Cargo trikes and pedicabs, long a familiar sight on Asian and European streets, are finally bringing pedal power to the United States. In addition to human transport, the three-wheeled, pedal-powered vehicles (also known as rickshaws) are increasingly used for catering and parcel delivery, recycling collection and much more — minus the gasoline usage and air pollution of conventional vehicles.
Metro Pedal Power, a delivery company that transports items throughout the Boston area, uses non-motorized cargo trikes for a number of reasons. “They’re easier to maneuver through narrow streets and tangled traffic,” says owner Wenzday Jane. “Their maintenance costs are minimal and they don’t pollute. You don’t need vehicle insurance and you don’t pay for parking.”
Some of Metro’s cargo trikes have a small electric-powered motor that kicks in for help on hills or with heavy loads (the company hauls loads as heavy as 500 pounds). They replace cars, vans and trucks to deliver products, haul supplies, house mobile cafes and transport community supported agriculture program shares. “Trikes are part of an environmental movement to have fewer cars and trucks on the roads and make urban streets more livable,” Jane says.

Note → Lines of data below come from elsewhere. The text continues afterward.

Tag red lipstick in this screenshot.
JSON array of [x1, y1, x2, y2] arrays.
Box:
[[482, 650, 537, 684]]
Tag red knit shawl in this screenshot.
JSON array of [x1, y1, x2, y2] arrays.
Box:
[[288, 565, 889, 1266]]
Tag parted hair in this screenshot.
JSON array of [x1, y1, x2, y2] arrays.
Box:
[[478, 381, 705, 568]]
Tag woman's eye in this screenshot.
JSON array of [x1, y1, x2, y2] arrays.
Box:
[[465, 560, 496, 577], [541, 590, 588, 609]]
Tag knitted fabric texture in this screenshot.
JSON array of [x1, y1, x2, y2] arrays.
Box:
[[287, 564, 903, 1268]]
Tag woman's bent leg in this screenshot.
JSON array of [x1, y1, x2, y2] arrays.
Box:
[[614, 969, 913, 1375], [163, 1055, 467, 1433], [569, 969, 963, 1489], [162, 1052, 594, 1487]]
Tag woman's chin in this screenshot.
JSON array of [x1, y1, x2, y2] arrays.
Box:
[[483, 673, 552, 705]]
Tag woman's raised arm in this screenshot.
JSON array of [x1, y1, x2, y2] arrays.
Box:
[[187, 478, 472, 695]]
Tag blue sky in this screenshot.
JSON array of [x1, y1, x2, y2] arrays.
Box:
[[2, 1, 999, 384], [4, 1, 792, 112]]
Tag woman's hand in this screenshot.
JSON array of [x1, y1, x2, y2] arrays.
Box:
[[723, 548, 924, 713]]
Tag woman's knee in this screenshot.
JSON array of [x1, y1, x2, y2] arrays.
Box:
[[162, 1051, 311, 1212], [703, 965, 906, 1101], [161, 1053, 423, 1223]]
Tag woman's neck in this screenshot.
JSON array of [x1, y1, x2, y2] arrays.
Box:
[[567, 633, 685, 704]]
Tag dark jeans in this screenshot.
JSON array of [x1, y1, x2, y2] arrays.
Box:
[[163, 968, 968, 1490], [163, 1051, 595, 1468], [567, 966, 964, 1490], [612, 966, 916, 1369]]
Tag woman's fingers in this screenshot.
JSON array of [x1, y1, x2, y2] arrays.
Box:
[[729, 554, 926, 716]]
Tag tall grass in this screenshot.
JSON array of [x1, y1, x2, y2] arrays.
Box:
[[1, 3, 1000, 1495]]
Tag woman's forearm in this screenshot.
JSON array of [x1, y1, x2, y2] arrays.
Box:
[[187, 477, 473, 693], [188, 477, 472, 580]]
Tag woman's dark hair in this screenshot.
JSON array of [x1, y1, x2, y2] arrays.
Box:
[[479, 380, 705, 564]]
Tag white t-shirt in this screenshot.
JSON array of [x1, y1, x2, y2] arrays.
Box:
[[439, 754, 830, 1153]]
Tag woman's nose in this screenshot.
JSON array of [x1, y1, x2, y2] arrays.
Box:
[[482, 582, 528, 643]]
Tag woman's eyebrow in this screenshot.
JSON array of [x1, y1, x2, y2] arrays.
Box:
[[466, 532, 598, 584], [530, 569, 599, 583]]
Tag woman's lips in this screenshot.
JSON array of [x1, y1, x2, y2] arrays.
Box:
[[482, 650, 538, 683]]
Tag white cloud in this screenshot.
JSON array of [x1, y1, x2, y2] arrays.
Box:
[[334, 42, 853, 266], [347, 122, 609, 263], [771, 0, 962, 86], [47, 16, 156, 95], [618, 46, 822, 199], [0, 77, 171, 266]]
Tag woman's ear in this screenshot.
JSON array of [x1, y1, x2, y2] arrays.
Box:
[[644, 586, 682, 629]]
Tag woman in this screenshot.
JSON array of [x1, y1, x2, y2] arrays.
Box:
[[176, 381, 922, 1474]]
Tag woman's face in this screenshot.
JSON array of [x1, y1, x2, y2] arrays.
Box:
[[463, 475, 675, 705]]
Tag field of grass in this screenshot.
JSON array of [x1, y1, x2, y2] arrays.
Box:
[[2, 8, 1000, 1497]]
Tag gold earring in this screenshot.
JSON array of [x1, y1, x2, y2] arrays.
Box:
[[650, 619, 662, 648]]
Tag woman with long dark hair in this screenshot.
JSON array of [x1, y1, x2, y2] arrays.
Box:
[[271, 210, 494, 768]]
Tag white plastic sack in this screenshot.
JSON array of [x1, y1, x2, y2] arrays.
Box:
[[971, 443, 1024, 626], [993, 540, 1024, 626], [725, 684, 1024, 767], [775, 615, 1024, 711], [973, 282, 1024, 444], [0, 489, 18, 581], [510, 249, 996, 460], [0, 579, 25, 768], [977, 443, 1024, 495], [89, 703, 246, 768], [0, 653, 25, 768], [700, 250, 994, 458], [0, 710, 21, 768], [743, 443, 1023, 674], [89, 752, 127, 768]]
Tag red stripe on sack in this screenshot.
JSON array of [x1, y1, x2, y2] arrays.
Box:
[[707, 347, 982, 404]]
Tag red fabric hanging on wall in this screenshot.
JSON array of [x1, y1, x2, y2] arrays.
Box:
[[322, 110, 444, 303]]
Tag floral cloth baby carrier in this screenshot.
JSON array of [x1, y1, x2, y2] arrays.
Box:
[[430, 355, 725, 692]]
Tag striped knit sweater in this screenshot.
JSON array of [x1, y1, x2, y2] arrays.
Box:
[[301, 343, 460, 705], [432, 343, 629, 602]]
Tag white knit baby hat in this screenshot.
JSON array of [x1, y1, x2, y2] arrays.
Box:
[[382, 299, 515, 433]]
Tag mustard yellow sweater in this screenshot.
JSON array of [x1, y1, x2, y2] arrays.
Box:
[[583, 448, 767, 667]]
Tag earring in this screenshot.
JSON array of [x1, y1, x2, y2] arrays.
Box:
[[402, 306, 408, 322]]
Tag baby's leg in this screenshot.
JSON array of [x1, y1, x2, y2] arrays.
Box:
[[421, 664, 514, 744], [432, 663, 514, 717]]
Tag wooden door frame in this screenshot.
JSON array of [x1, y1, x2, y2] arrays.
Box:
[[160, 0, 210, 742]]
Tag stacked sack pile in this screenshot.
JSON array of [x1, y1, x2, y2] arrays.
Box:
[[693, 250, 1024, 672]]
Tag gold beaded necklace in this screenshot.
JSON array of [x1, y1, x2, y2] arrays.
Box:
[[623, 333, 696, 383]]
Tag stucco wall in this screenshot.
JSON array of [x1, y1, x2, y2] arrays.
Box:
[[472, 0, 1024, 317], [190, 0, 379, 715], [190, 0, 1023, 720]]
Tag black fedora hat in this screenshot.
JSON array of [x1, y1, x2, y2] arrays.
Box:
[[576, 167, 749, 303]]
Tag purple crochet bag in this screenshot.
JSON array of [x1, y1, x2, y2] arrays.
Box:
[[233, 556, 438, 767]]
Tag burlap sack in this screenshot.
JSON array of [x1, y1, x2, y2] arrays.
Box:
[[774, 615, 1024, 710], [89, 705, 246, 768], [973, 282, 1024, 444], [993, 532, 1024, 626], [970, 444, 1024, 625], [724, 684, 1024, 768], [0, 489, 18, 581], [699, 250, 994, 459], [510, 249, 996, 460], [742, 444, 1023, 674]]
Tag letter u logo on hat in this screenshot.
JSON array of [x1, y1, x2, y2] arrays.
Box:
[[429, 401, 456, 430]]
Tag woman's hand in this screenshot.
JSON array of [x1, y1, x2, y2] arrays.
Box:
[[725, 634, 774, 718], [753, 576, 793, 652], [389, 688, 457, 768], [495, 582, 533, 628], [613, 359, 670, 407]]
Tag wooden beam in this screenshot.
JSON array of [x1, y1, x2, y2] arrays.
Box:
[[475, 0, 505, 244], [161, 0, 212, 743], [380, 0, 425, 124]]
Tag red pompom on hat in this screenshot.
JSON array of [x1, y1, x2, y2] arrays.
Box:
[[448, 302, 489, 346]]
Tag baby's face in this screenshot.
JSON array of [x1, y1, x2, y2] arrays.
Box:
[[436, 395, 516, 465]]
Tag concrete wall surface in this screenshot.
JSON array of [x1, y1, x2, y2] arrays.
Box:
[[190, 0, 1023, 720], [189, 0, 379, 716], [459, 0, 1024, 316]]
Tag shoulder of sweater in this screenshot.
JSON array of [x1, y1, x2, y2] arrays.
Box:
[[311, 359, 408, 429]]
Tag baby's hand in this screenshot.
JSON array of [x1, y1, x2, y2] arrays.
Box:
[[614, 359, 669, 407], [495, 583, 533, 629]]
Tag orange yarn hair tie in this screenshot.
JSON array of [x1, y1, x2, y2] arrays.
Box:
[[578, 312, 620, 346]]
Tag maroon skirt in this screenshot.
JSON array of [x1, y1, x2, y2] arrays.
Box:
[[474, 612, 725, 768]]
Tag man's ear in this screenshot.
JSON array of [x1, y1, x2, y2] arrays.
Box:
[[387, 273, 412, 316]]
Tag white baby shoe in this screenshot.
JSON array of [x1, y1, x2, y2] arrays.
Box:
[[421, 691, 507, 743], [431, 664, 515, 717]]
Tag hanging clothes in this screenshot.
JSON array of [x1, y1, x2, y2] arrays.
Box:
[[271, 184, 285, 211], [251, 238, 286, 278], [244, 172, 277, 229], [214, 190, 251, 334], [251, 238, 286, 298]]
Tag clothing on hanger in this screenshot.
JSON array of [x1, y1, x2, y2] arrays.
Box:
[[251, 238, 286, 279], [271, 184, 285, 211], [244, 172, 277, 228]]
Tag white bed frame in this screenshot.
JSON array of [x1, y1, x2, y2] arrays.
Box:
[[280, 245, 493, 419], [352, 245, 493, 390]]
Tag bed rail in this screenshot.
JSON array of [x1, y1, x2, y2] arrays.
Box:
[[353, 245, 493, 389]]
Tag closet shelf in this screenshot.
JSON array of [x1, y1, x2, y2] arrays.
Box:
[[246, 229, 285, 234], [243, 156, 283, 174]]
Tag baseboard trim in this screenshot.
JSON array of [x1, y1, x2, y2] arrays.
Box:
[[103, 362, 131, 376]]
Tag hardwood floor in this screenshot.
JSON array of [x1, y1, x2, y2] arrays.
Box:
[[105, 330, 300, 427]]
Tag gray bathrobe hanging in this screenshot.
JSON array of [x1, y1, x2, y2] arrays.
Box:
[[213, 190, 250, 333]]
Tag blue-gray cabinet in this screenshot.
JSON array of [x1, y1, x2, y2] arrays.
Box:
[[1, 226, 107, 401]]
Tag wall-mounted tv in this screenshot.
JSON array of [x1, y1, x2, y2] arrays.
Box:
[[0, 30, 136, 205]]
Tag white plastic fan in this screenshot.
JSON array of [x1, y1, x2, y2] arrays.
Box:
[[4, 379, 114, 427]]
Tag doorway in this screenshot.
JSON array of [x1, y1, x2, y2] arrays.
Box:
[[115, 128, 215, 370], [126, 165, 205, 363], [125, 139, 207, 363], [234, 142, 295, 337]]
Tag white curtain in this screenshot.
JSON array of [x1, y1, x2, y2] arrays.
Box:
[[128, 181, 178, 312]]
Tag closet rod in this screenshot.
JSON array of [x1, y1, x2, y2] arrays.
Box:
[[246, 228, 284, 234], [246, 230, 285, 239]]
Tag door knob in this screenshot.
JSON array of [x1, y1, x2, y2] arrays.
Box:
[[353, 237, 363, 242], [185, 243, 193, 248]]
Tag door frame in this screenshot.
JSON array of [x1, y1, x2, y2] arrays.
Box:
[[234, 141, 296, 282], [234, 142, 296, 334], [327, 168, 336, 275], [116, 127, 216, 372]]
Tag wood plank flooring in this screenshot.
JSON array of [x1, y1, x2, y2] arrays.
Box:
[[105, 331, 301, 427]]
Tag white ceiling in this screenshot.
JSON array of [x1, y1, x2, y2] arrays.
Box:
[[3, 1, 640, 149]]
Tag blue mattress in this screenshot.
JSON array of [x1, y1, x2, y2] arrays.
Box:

As one may expect, there are downsides to using a cargo trike. “You ride when it’s raining, in the sleet and when it’s really hot out,” Jane says. But the positives far outweigh the negatives: Trikes are an eco-friendly link in the trend toward localizing economies. “Trikes appeal to people’s sensibilities. When we deliver with a trike, we are transforming an everyday activity into something that is more environmentally sustainable.”
For a state-by-state directory of pedicab transportation services, go to International Bicycle Fund’s pedicab directory. A cargo trike can be purchased for about $2,000 to $6,000 (or buy DIY frame kits for just over $1,000) from companies such as Main Street Pedicabs, Organic Engines and Cycles Maximus.